Streamlining the Histopathological Workflow in Diabetic Kidney Disease with Artificial Intelligence

Background: Assessment of pathology endpoints in animal models of diabetic kidney disease (DKD) is time-consuming and prone to expert bias. Additionally, the sparsity of human kidney biopsy data hinders the development of translational models from animals to humans. Methods: We developed an AI-driven workflow to streamline histopathological assessments in animal models of diabetic nephropathy. Our approach (i) detected glomeruli in whole slide images, (ii) enabled fast expert scoring via an annotation tool, and (iii) automated scoring. By leveraging unlabeled preclinical data for self-supervised learning, we enhanced AI scoring performance, reduced expert bias, and enabled the translation of AI scoring from animal models to human biopsies. To translate AI models from preclinical studies to human biopsies, we introduced a method that adjusted the feature extractor to human-specific features during inference without the need for annotated examples.
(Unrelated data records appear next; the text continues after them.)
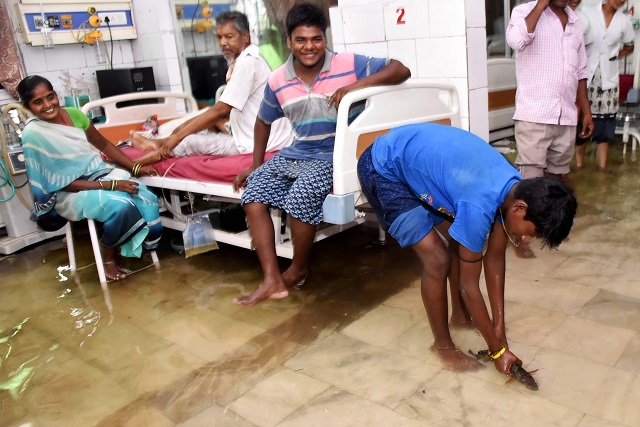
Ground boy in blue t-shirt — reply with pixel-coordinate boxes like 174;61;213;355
358;123;577;374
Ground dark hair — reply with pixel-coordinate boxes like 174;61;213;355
285;3;327;37
216;11;249;34
17;75;53;108
514;177;578;249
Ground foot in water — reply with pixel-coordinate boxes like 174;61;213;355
233;282;289;306
103;260;127;280
129;131;160;151
431;344;485;372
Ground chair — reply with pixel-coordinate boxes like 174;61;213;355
66;219;160;285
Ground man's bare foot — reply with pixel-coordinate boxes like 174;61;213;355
103;260;127;280
282;267;309;289
431;344;485;372
233;282;289;306
129;131;160;151
516;241;536;258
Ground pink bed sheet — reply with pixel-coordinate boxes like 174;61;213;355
122;147;276;184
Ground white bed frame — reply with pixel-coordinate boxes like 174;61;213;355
487;58;516;141
83;79;461;258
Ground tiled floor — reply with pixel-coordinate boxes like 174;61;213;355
0;145;640;427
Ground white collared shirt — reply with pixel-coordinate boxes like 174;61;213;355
582;5;635;90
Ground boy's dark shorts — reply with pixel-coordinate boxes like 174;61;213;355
358;147;443;247
576;116;616;145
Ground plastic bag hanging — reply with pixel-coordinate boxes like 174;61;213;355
182;213;218;258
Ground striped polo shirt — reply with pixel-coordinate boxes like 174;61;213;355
258;50;389;162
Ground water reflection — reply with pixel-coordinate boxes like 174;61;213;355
0;140;640;426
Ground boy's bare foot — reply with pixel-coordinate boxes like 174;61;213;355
129;131;160;151
233;282;289;306
516;241;536;258
431;344;485;372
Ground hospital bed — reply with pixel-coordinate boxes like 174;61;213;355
83;79;461;258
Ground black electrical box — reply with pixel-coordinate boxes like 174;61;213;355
187;55;228;101
96;67;158;107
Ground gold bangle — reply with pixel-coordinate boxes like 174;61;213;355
489;345;507;360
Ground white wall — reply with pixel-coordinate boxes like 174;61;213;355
6;0;190;104
329;0;489;140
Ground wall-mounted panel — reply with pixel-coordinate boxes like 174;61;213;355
17;0;137;46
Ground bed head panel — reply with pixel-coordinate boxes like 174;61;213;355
82;92;198;143
333;79;461;195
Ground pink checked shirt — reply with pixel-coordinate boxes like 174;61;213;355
507;1;587;126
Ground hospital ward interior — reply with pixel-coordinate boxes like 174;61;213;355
0;0;640;427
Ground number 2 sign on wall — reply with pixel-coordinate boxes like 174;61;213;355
396;7;407;25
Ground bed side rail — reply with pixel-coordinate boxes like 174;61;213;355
333;79;461;199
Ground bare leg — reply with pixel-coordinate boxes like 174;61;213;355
596;142;609;172
449;253;475;329
412;230;483;371
576;144;587;169
282;217;317;288
129;135;167;151
233;203;289;305
100;245;127;280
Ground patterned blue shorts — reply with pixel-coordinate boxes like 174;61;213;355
358;147;443;248
240;155;333;224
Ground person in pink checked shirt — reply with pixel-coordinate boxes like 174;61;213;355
507;0;593;258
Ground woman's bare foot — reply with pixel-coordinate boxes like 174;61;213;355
516;241;536;258
431;344;485;372
282;267;309;289
129;131;160;151
102;260;127;280
233;282;289;306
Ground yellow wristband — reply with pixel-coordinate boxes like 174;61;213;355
489;345;507;360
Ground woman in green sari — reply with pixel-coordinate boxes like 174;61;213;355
18;76;162;280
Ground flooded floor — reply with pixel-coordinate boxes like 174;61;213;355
0;141;640;427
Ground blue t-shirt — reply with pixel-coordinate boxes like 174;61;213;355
371;123;522;252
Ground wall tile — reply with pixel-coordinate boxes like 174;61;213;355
465;0;487;28
43;44;87;71
20;45;47;74
469;88;489;141
342;4;385;44
161;32;178;59
388;40;418;77
166;58;182;86
416;36;467;79
383;0;429;40
329;7;344;46
467;28;487;89
333;44;347;53
429;0;467;37
345;42;389;58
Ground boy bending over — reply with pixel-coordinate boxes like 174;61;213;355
358;123;577;374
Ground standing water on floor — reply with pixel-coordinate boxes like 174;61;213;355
0;139;640;427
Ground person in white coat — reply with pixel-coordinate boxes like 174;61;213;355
576;0;635;171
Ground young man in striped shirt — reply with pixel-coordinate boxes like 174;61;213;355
234;4;411;305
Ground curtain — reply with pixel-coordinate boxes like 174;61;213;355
0;0;21;99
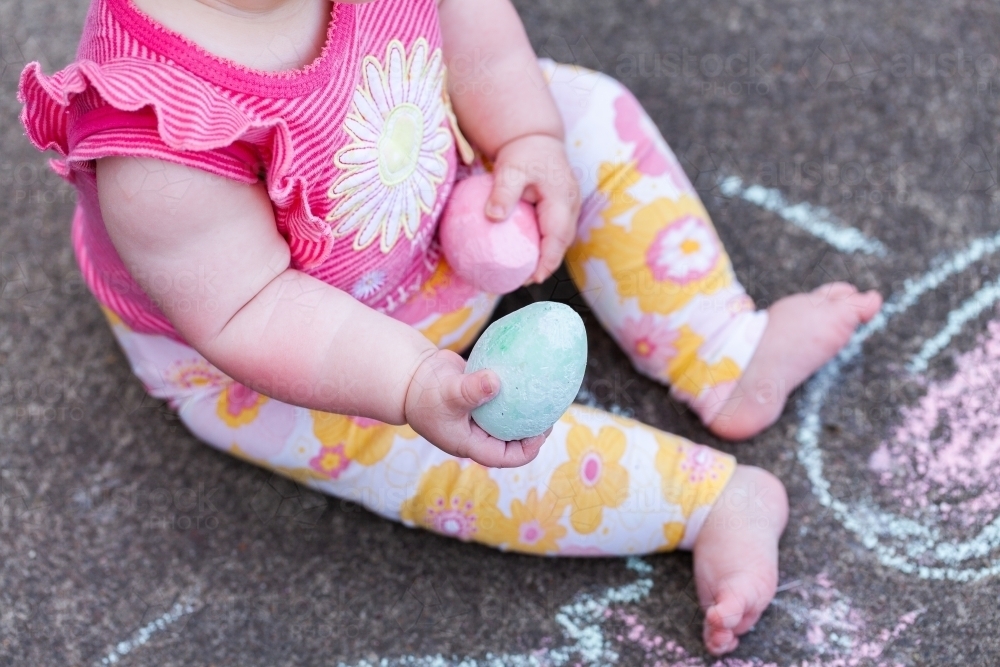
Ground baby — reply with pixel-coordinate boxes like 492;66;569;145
21;0;881;655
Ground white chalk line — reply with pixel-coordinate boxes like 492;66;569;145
906;278;1000;373
719;176;889;257
338;557;653;667
97;600;195;665
796;228;1000;581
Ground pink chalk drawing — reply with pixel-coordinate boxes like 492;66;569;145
868;321;1000;528
340;558;924;667
604;573;924;667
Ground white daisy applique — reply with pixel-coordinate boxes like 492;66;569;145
326;37;452;253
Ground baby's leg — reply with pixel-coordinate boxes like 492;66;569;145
105;271;786;653
543;61;881;439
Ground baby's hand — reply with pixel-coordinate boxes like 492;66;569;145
486;134;580;283
403;350;552;468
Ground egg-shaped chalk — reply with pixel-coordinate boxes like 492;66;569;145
465;301;587;441
438;174;539;294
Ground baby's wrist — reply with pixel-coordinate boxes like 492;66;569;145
401;348;439;424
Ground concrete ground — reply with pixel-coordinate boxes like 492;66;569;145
0;0;1000;667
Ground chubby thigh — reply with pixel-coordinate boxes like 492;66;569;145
104;300;736;556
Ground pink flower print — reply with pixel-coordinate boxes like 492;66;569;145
615;91;694;194
309;442;351;479
518;519;545;545
680;445;724;484
618;315;678;375
580;452;604;486
646;215;720;284
226;382;260;417
427;497;476;540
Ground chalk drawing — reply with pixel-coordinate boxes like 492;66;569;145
338;558;923;667
796;228;1000;581
719;176;889;257
906;278;1000;373
869;318;1000;527
97;600;196;665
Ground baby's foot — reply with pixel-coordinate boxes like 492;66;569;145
708;283;882;440
694;466;788;655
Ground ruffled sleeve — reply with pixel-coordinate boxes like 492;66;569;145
19;59;268;182
18;58;334;269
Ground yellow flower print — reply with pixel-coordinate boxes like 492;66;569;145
309;410;417;466
657;521;687;551
667;325;743;398
400;461;510;546
568;181;733;315
503;489;567;554
655;432;736;520
549;417;628;534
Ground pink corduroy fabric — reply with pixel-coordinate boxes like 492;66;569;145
19;0;457;342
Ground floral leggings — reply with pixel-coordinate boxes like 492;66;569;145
95;61;767;555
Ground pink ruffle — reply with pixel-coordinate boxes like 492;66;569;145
18;58;334;269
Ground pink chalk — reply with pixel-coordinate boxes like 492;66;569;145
438;174;539;294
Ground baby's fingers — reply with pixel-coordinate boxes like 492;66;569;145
486;164;527;221
468;422;552;468
531;190;578;283
448;368;500;414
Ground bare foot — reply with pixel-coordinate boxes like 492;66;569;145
694;466;788;655
708;283;882;440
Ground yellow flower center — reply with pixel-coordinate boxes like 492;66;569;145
681;239;701;255
319;452;341;472
378;102;424;185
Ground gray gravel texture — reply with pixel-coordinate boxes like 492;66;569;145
0;0;1000;667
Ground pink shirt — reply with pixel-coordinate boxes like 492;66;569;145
19;0;457;341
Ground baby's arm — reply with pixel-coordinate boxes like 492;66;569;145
97;158;543;466
438;0;580;282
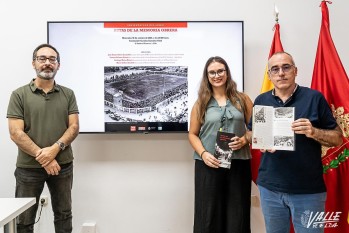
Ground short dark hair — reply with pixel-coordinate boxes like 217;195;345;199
33;44;61;63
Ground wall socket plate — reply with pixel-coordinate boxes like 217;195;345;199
39;195;48;206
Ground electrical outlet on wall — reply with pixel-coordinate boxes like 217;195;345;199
39;195;48;206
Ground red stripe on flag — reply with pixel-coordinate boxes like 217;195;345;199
311;1;349;233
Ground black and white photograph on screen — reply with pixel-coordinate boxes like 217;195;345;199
104;66;188;131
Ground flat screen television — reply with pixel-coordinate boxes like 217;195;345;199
47;21;244;133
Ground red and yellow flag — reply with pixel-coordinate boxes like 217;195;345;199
311;1;349;233
251;23;284;182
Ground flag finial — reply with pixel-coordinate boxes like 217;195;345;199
274;4;279;23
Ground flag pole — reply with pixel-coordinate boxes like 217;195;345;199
274;4;279;23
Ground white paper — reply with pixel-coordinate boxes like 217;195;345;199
252;105;295;151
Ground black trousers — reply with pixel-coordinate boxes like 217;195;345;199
194;159;251;233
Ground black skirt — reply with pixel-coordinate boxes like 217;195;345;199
194;159;251;233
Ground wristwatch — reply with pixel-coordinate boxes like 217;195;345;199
56;141;65;150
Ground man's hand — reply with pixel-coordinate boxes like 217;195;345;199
44;159;61;176
35;143;60;167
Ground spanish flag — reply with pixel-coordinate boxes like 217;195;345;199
311;1;349;233
251;21;284;182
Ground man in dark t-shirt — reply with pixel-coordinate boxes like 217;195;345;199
247;52;342;233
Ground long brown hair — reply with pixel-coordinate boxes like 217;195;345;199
196;56;246;124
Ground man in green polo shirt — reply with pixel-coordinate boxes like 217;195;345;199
7;44;79;233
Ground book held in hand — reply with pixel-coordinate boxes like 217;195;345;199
214;131;235;168
252;105;295;151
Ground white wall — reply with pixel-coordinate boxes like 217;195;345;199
0;0;349;233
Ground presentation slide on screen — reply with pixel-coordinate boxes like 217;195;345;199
48;21;243;133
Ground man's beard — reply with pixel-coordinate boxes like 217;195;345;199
36;70;57;80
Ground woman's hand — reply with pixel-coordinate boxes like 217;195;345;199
201;151;219;168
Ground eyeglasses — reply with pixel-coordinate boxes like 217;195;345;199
35;56;57;64
207;69;225;78
269;64;294;75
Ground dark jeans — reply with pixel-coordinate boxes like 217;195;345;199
15;163;73;233
194;159;251;233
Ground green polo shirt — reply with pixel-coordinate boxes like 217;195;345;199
194;97;251;160
7;79;79;168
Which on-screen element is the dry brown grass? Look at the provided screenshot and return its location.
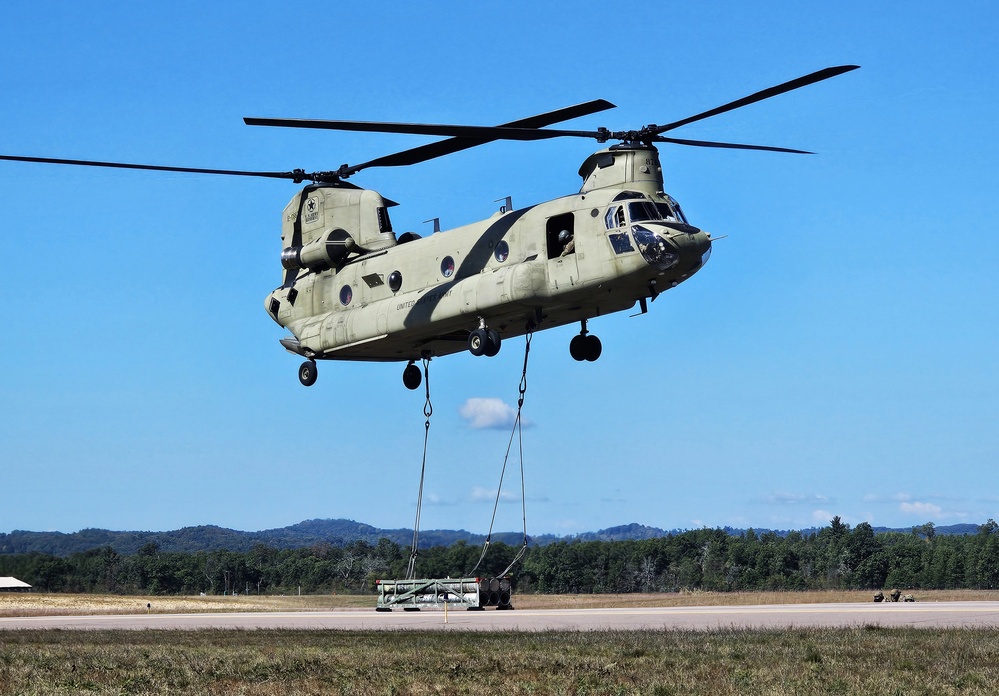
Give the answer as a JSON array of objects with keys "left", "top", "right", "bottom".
[
  {"left": 0, "top": 627, "right": 999, "bottom": 696},
  {"left": 0, "top": 590, "right": 999, "bottom": 616}
]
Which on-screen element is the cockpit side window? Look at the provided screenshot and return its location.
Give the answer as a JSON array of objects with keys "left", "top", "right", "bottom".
[
  {"left": 604, "top": 205, "right": 624, "bottom": 230},
  {"left": 628, "top": 201, "right": 662, "bottom": 223}
]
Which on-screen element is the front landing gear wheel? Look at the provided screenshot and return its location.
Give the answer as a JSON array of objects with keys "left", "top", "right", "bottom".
[
  {"left": 402, "top": 363, "right": 423, "bottom": 389},
  {"left": 298, "top": 360, "right": 319, "bottom": 387}
]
Results: Our annotation tool streamlined glomerular scoring, reducing turnaround time by 80%. Supervised AI models outperformed expert agreement and further reduced turnaround time by 90%, demonstrating generalization across studies involving both the same and different animal models. Without supervision, the self-supervised model achieved a κ value of 0.78, effectively identifying glomerular changes without guidance. Incorporating self-supervised learning into supervised training improved performance to κ = 0.84 and reduced bias compared to individual experts (P < 0.001). Our translational approach achieved a κ value of 0.63 on human glomeruli, even though the model was trained exclusively on mouse glomeruli scores, reducing the translational gap by 45%. Conclusions: In this study, we accelerated and enhanced pathology readouts in a real-life pharmaceutical industry setting. We show that AI-assisted scoring reduced pathologists' workload and expedited study assessments. Self-supervised learning captured intrinsic properties of kidney morphology without expert annotation, reduced expert bias and translational discrepancies, greatly facilitating translational activities in drug development for patients with DKD.